Des gendarmes français devant les locaux du groupe d'extrême droite 'Bastion social' alors que des manifestants protestent contre son ouverture à Marseille, le 24 mars 2018.

Des gendarmes français devant les locaux du groupe d'extrême droite 'Bastion social' alors que des manifestants protestent contre son ouverture à Marseille, le 24 mars 2018. - Bertrand Langlois - AFP

Cette décision permettra de "mettre fin aux exactions répétées commises" en marge de rassemblements de la voie publique, selon le ministère de l'Intérieur.

La dissolution du mouvement d'ultradroite Bastion social, accusé d'appeler à la haine, aux discriminations et aux actions violentes, a été prononcée ce mercredi en Conseil des ministres, a annoncé le ministère de l'Intérieur.

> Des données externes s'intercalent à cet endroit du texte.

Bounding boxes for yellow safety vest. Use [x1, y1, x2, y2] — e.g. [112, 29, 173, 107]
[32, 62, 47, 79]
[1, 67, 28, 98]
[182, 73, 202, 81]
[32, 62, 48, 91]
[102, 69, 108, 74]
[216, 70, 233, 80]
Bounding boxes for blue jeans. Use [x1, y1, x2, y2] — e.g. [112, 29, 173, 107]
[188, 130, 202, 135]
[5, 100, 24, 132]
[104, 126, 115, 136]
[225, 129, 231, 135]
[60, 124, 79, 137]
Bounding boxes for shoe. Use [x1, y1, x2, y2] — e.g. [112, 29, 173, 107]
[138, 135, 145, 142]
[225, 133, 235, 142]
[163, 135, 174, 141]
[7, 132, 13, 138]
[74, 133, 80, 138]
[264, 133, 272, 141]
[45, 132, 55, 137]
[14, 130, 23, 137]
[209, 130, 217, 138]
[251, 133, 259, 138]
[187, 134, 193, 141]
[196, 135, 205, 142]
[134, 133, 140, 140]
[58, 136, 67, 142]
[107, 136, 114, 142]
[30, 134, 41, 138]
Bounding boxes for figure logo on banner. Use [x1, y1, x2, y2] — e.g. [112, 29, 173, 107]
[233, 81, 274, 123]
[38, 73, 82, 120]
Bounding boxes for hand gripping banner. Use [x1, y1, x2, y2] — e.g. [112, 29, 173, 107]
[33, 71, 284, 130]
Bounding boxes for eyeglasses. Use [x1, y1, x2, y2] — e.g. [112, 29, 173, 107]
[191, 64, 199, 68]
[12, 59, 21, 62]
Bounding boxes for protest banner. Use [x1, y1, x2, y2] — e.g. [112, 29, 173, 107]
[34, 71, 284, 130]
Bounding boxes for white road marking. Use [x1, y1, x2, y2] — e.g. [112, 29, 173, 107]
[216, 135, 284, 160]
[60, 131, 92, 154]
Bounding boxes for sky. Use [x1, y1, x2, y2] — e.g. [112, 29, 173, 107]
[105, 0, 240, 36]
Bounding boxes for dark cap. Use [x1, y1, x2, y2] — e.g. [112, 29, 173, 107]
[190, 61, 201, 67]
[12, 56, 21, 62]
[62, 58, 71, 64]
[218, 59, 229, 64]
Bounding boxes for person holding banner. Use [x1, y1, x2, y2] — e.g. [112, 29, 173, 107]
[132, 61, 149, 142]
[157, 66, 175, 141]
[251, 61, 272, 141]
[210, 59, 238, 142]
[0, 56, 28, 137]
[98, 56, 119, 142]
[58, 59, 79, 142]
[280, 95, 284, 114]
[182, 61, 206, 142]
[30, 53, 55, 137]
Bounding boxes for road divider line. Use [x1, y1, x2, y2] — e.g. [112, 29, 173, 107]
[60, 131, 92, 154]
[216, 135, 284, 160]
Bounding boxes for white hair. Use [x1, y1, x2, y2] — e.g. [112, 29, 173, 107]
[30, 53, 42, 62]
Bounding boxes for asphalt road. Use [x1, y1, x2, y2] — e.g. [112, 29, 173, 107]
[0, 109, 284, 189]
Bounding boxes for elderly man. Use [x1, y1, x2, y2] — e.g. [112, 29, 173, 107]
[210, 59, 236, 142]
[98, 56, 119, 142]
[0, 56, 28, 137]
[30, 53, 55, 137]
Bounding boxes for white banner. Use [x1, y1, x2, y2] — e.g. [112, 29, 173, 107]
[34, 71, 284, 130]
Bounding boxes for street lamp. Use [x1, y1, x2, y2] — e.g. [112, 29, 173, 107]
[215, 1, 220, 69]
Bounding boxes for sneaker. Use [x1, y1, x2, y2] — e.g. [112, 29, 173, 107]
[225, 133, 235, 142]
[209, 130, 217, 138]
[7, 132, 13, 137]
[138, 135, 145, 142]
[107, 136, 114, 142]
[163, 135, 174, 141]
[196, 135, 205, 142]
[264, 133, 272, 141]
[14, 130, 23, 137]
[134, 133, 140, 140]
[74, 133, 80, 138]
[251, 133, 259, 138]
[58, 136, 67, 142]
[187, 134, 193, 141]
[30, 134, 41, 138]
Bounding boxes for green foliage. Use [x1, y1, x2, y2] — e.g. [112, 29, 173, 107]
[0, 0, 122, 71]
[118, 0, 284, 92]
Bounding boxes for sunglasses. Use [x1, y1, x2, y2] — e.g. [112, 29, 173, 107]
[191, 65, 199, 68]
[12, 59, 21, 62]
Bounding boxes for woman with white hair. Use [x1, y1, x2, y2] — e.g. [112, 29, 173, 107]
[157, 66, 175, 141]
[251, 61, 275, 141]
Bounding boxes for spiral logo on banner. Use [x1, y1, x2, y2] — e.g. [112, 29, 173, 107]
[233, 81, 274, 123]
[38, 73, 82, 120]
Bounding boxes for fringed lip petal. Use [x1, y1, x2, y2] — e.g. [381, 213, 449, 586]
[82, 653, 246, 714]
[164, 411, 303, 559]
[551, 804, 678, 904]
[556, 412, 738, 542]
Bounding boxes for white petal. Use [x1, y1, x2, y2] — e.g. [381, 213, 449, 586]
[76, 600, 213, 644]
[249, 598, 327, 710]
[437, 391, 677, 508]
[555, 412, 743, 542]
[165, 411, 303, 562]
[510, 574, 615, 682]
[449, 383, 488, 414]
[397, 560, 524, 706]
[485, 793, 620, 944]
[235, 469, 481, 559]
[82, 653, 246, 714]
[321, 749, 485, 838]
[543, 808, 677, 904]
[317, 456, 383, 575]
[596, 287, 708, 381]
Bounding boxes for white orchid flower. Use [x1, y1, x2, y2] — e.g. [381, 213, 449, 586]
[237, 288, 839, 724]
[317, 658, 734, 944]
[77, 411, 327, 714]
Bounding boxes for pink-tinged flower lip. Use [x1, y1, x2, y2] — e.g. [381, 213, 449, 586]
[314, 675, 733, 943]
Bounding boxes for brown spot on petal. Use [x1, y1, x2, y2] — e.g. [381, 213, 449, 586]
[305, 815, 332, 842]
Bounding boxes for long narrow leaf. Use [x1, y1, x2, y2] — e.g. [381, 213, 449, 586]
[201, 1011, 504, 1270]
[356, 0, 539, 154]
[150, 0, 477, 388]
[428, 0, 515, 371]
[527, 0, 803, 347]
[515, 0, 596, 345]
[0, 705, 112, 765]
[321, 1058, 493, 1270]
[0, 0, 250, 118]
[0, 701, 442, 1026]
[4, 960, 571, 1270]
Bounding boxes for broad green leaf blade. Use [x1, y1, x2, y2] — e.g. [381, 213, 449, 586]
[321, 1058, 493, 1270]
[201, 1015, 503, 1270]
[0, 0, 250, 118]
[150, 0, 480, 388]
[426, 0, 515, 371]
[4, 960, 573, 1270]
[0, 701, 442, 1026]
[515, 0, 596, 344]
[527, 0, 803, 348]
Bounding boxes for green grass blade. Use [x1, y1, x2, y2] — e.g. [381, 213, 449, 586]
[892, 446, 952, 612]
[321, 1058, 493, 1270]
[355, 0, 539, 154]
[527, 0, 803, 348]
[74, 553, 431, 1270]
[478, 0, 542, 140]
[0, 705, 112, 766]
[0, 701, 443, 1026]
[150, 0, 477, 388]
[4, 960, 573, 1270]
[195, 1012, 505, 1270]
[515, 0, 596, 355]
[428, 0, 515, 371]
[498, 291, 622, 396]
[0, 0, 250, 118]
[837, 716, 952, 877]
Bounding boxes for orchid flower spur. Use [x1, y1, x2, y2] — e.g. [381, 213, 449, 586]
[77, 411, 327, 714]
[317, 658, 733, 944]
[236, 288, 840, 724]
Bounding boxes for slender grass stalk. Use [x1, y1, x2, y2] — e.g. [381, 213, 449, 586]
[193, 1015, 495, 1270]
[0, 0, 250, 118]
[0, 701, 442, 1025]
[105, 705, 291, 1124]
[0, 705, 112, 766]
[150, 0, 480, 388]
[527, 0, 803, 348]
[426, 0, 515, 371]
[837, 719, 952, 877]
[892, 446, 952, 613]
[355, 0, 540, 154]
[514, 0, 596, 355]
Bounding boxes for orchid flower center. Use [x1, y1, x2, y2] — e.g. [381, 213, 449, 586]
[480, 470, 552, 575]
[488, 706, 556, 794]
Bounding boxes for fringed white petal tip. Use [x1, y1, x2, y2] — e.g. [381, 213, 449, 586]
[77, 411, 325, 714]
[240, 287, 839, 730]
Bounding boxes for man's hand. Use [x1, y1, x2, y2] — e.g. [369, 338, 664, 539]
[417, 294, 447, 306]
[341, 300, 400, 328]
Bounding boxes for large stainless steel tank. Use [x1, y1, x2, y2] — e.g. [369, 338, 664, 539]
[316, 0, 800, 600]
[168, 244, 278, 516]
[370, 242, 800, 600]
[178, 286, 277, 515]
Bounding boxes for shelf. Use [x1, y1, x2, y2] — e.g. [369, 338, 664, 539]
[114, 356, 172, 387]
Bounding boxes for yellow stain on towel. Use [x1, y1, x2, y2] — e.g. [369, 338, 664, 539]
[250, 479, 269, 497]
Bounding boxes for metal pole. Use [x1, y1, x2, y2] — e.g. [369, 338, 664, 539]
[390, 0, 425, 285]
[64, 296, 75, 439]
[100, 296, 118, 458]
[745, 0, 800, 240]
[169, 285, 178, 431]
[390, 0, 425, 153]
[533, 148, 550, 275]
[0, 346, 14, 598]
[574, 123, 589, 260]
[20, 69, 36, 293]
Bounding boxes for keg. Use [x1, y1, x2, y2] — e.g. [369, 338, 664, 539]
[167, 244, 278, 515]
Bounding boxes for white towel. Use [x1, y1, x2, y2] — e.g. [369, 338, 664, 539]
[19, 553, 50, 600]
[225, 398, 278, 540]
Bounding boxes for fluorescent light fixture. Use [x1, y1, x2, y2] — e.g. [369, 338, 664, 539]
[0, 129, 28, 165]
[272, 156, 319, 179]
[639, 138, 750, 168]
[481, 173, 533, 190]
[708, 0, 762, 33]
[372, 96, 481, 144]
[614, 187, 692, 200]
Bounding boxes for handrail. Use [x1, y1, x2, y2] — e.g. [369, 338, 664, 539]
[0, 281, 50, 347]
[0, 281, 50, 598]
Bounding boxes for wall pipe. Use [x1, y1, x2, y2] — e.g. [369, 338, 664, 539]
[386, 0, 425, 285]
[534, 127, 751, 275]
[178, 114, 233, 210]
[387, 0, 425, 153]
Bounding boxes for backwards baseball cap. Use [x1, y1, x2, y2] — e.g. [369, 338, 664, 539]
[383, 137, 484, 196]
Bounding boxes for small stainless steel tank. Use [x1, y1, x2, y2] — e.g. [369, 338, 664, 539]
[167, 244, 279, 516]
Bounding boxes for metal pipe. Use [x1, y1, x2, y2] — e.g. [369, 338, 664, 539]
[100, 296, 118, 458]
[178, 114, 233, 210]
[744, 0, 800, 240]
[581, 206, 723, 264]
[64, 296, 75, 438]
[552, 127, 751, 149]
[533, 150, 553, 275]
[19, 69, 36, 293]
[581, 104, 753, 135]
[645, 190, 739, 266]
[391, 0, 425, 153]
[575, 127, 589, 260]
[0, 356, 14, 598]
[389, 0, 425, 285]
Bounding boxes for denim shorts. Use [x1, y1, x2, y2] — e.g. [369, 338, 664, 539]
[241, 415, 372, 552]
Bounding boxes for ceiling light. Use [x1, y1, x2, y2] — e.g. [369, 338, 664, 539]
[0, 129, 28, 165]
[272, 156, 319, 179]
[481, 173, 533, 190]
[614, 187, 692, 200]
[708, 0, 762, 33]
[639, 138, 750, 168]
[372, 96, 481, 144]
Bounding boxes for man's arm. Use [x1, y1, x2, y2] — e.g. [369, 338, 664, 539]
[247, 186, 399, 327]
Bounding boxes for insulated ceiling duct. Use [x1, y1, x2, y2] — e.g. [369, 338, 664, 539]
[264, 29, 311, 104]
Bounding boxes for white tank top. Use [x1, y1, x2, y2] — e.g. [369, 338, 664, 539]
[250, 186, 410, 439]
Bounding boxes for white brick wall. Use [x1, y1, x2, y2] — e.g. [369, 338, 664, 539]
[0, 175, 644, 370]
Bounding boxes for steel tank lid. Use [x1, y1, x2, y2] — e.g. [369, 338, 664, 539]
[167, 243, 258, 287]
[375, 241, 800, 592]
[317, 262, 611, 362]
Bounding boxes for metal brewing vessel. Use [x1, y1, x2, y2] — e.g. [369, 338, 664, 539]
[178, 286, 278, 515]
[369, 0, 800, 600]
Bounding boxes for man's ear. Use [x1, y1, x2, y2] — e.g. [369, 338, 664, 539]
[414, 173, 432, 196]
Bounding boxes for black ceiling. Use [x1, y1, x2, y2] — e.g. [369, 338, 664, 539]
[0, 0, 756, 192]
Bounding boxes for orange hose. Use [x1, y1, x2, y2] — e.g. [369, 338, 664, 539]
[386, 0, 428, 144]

Cette décision a été prise "pour mettre fin aux exactions répétées commises" en marge de rassemblements de voie publique, a précisé le ministère dans un communiqué. Il dénonce également "des agressions à caractère raciste et antisémite" ayant eu lieu dans plusieurs villes de France.

Le chef du groupuscule Steven Bissuel, retiré du mouvement par la suite, avait été condamné à 20.000 euros d'amende à Lyon l'été dernier pour "provocation à la haine raciale et à la violence en raison d'une origine ethnique, en état de récidive légale". Il avait publié sur les réseaux sociaux un dessin d'ananas portant des étoiles jaunes et des pyjamas rayés, avec en sous-titre la mention "teneur garantie: 6 millions au Zyklon B".

Le président Emmanuel Macron s'était engagé fin février à la dissolution "des associations ou groupements qui par leur comportement nourrissent la haine, promeuvent la discrimination ou appellent à l'action violente".

Sept associations dissoutes en tout

Le ministre de l’Intérieur Christophe Castaner a dans le même temps annoncé la dissolution de six autres associations rattachées à ce premier groupe: "Les Petits Reblochons", "Association Lugdunum", "Cercle Frédéric Mistral", "Cercle Honoré d’Estienne d’Orves", "Association Arvernis" et "Solidarité Argentoratum".

"Ces sept associations, étroitement liées par leurs slogans, leurs doctrines, leurs méthodes et leurs appels à la violence constituent ensemble le 'Bastion social' et ont toutes été dissoutes ce jour", est-il écrit dans le communiqué.

La décision du Conseil des ministres intervient au moment où le gouvernement étudie les moyens de dissoudre un groupuscule d'extrême droite, Génération Identitaire.

Adepte de la théorie du "grand remplacement"

Bastion Social a été créé au printemps 2017 à Lyon par des membres du Groupe Union Défense (GUD), syndicat étudiant d'extrême droite. Au mois de mai 2017, ils avaient investi un bâtiment désaffecté du centre de Lyon pour y héberger des SDF. Ils en avaient été expulsés en juin par la police, à la demande de la mairie, propriétaire du bâtiment.

Inspiré du mouvement italien CasaPound, le groupe est adepte des thèses du "grand remplacement", qui prophétise la disparition des "peuples européens". Il affirme également lutter contre le "capitalisme ultralibéral", et n'a pas caché sa sympathie pour le mouvement social des gilets jaunes.

"Le Bastion social est un mouvement national révolutionnaire qui a une visé à la fois social et de défense identitaire", avait défendu le porte-parole de l'association en décembre 2017.